There are cases, though, that may involve some medical detective work.
Therefore, it is extremely important to provide the doctor with a detailed
medical history. Things that should be discussed include:
Past or present major illnesses
All prescription and non-prescription drugs currently being taken
Family/relationship problems, such as sexual problems
Any major life events or changes that have occurred
A family history also may help the doctor to pinpoint a genetic basis
for the problem. The doctor can use these clues to identify the correct
diagnosis.
Physical examination. During the physical examination, the doctor
will look at:
The amount and distribution of body hair
Presence and degree of breast enlargement
Size and consistency of the testes
Abnormalities in the scrotum
Size of the penis
Measuring hormone levels. Testosterone levels vary from hour to
hour, so the time at which blood is drawn for testing can affect the results.
However, the generally acceptable range of values is 300 to 1,200 nanograms
per deciliter (ng/dl). Generally, the highest testosterone levels occur
in the early morning hours; therefore, doctors will often measure testosterone
levels at this time.
Testosterone circulates in the blood in three forms:
About 30 percent of testosterone is bound tightly to a protein called
sex hormone binding globulin (SHBG)
About 68 percent is weakly bound to another protein called albumin
About 2 percent circulates freely in the bloodstream
Determination of low testosterone may require more than one blood test.
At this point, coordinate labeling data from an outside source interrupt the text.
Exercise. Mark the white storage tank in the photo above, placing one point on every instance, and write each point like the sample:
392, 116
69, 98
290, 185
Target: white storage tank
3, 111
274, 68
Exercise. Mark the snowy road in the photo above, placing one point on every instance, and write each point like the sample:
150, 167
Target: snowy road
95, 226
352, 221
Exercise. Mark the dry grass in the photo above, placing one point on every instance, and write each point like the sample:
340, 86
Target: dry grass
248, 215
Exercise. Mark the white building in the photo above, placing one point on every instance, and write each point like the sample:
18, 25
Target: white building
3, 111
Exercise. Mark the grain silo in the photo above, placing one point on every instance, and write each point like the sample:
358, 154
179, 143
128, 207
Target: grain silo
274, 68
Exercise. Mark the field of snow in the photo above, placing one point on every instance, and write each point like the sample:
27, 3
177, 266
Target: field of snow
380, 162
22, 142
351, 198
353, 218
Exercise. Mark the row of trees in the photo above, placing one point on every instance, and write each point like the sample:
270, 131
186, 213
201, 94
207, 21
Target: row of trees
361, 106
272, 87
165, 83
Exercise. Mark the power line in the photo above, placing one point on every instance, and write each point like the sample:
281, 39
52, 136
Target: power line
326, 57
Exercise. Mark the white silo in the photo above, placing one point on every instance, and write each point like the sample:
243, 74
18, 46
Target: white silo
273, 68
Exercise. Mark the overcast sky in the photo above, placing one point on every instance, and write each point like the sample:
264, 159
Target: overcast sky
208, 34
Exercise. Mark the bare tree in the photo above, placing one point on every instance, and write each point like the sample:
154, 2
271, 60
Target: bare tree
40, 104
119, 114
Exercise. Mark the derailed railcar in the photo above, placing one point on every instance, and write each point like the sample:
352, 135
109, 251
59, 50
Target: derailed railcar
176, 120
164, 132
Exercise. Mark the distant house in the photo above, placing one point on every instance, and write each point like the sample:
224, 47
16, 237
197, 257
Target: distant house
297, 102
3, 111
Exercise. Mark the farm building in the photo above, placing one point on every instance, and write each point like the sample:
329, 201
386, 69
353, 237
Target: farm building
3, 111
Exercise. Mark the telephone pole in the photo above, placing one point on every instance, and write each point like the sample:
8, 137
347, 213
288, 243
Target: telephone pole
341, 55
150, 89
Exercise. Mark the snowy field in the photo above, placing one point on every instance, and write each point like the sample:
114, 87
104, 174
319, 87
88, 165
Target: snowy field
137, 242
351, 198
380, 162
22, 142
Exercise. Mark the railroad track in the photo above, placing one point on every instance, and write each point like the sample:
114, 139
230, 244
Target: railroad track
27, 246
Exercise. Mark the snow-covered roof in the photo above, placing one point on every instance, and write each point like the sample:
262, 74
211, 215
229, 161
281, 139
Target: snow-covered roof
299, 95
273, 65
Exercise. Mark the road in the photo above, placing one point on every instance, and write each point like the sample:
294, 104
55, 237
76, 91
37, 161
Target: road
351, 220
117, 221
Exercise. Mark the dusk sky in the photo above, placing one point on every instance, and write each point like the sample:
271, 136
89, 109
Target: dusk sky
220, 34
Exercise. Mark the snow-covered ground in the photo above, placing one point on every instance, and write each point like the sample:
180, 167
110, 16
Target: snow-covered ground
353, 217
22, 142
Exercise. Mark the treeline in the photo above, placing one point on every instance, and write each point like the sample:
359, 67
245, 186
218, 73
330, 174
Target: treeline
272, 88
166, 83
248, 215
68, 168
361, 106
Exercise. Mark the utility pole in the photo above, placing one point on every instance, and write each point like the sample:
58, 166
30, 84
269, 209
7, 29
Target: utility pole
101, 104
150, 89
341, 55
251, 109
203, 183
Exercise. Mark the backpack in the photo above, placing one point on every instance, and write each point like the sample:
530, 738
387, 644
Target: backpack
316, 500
A normal total testosterone reading may not necessarily indicate that
a man has normal levels of free testosterone. For example, some men with
increased levels of SHBG and low blood levels of free testosterone may
have normal levels of total testosterone. Therefore, labs often measure
the total testosterone levels and its components.
Other tests. Because low testosterone levels may affect bone mass,
the doctor may want to assess any bone loss with bone density testing.
Genetic testing can confirm the presence of an inherited condition.
If tests cause the doctor to suspect a problem within the pituitary gland,
he/she may want to examine the gland to see if a tumor is present. Two
examination procedures are most common, and neither penetrates the skin.
A computed tomography, or CT, is a computer-assisted X-ray process. Magnetic
resonance imaging, or MRI, uses a combination of radio waves, high intensity
magnetic fields and computer technology to produce images of the body's
interior.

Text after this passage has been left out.